Le groupe énergétique public algérien Sonatrach poursuit son expansion au Niger en franchissant une nouvelle étape dans le développement du bloc pétrolier de Bilma, un gisement considéré comme l’un des projets les plus prometteurs du pays.
Réunis le 29 août à Alger, le ministre algérien de l’Énergie Mohamed Arkab et le directeur général de la Société nigérienne du pétrole (Sonidep) Ali Seibou Hassane ont confirmé le lancement de la révision de l’étude de faisabilité du bloc. Une étape décisive avant l’élaboration du plan de développement et d’un calendrier de production. Situé entre Diffa et Agadez, Bilma cristallise les ambitions de Sonatrach, qui multiplie les investissements en amont et en aval de la chaîne pétrolière nigérienne. Le 13 août, sa filiale ENAFOR a lancé le forage du puits d’exploration Kafra Sud-Est , dans la région d’Agadez. Ce permis, détenu depuis 2005, couvre 24 000 km² et recèlerait plus de 260 millions de barils de réserves potentielles, assortis d’un volet de transfert de technologies et de formation d’ingénieurs nigériens.

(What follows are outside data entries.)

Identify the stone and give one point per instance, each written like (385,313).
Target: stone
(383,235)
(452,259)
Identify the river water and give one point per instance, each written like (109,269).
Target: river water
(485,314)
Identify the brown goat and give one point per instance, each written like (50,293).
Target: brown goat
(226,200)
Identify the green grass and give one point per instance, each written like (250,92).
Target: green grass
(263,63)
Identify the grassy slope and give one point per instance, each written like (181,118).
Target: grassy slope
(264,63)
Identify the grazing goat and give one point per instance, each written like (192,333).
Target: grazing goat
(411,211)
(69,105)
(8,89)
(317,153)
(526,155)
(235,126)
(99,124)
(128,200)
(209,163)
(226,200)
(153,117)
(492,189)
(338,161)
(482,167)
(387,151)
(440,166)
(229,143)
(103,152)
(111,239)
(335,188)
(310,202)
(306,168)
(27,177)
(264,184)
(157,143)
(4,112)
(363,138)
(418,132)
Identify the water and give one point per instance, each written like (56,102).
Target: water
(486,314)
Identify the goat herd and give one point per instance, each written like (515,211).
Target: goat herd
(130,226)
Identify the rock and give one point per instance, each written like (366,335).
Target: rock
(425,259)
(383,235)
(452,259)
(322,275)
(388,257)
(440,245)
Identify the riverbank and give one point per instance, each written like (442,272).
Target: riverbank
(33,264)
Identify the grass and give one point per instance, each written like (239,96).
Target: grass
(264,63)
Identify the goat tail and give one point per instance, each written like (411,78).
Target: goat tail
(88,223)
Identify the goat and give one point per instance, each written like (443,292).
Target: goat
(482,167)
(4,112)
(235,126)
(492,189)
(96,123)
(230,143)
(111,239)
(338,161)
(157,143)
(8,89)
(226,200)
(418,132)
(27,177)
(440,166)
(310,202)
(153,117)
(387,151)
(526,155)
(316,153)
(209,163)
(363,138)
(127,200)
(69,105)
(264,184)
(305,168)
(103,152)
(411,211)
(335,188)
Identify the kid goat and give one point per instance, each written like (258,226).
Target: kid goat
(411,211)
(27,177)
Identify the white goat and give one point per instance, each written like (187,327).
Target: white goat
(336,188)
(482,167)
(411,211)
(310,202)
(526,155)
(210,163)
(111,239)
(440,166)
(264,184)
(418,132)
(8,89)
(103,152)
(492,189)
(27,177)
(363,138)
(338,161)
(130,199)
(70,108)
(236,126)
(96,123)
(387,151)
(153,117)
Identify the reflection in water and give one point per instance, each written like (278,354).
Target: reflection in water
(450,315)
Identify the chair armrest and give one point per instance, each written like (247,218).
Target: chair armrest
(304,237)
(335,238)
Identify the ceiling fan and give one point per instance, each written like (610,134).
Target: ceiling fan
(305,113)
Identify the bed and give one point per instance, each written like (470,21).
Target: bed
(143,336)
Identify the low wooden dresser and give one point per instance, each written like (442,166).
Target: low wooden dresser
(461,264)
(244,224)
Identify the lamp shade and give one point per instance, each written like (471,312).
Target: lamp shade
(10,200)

Une stratégie d’intégration verticale
La coopération dépasse désormais la seule exploration. Trois mémorandums d’entente signés en juin associent plusieurs filiales à Sonidep : sismique, forage, distribution pétrolière. Une coentreprise de forage verra le jour, tandis que Naftal étudie la création d’une société mixte pour la fabrication et la distribution de bitume. Sur le segment aval, les deux pays modernisent la raffinerie de Zinder pour augmenter les capacités locales de raffinage. Des discussions portent aussi sur l’approvisionnement en Jet A1 et produits routiers, ainsi qu’un futur complexe pétrochimique à Dosso. Plus largement, ce rapprochement énergétique accompagne le réchauffement des relations algéro-nigériennes après les tensions de 2023. De fait, pour Sonatrach, Bilma et Kafra illustrent une stratégie africaine plus large : devenir un acteur majeur du développement des hydrocarbures du continent, de l’exploration à la commercialisation. Un pari audacieux dans un contexte sécuritaire sahélien qui reste toutefois fragile.